Paul Brinsmead's company Resort Corp has been forced into liquidation.
Paul Brinsmead's company Resort Corp has been forced into liquidation. Tweed Daily News

THE credit crunch has claimed another developer's scalp, with Tweed identity Paul Brinsmead's company Resort Corp going into administration this week because of cash flow problems.

While the actual amount of debt owed by The Beach at Cabarita developers has not been confirmed by the administrators, it is believed creditors of the company part-owned by Mr Brinsmead, are owed around $300 million.

“It is not like the directors of Resort Corp have left a gaping $300 million hole in the company's finances,” said Andrew Robinson, the solicitor from Robinson Legal in Sydney representing the company's directors.

“The company has both secured and unsecured debts, but has assets to cover more than the $300 million that has been reported.

“It is not the case, as it has been reported, that the company has collapsed and creditors will not be paid back.

“The company has a liquidity and cash flow problem because of the current market.

“In this market when sales run dry the first thing developers do is look to the banks for credit so they can continue to pay their bills, but banks aren't offering the credit because of the global credit crunch.

“Under Australian Corporation Law, this left the directors with no other choice then to appoint administrators to the company to work out a plan to allow creditors to be repaid.”

The Burleigh-based company that is co-owned by Peter Madrers has recently completed the $210 million Quay West development at Noosa on the Sunshine Coast and had plans to build a $500 million residential and resort complex in Townsville, among a list of other projects.

Mr Robinson said having so many projects in the planning and holding land for future developments created the cash flow problem for the company.

“The company has several projects in the planning or land-bank stage, which require a lot of money to keep going until you see any returns from sales,” he said.

“This has led to the liquidity problem, but it is too hard to say which of the developments, if any, was the main cause.

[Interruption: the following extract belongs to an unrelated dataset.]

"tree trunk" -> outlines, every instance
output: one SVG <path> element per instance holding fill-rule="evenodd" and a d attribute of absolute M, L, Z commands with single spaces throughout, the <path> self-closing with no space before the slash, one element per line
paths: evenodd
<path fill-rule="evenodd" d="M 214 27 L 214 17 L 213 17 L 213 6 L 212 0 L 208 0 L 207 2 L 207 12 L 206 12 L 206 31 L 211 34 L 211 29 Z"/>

“There is still stock (apartments and retail space) to be sold at projects in the Tweed area and the administrators will be looking for the best ways to sell that stock to help pay back creditors.”

Paul Brinsmead is the son of Tropical Fruit World founder and former Tweed councillor Bob Brinsmead.

Since Paul Brinsmead launched the development company with Mr Madrers, Resort Corp has created several multi-million dollar developments on the Tweed including the $75 million The Beach project and the luxurious Santai at Casuarina.

Santai is now managed by Domain Resorts.

Resort Corp also left its mark in Kingscliff where it developed several upmarket apartment projects including Zen and Soraya, as well as the retail development Nor Nor East.

A spokesperson for Resort Corp or administrators David Clout and Associates of Brisbane could not be contacted yesterday.

Mr Robinson said the administrators continued meeting with stakeholders yesterday to start work on a plan for the recovery of Resort Corp's debts.

“The directors plan to apply for a Part 10 arrangement, which means that they hope to sell every asset that the company has for the benefit of its creditors,” he said.

“They are traumatised by this and want to see every creditor paid out in full.”

Staff loses are not expected, according to Mr Robinson, but the decision was now “in the hand's of the administrators.”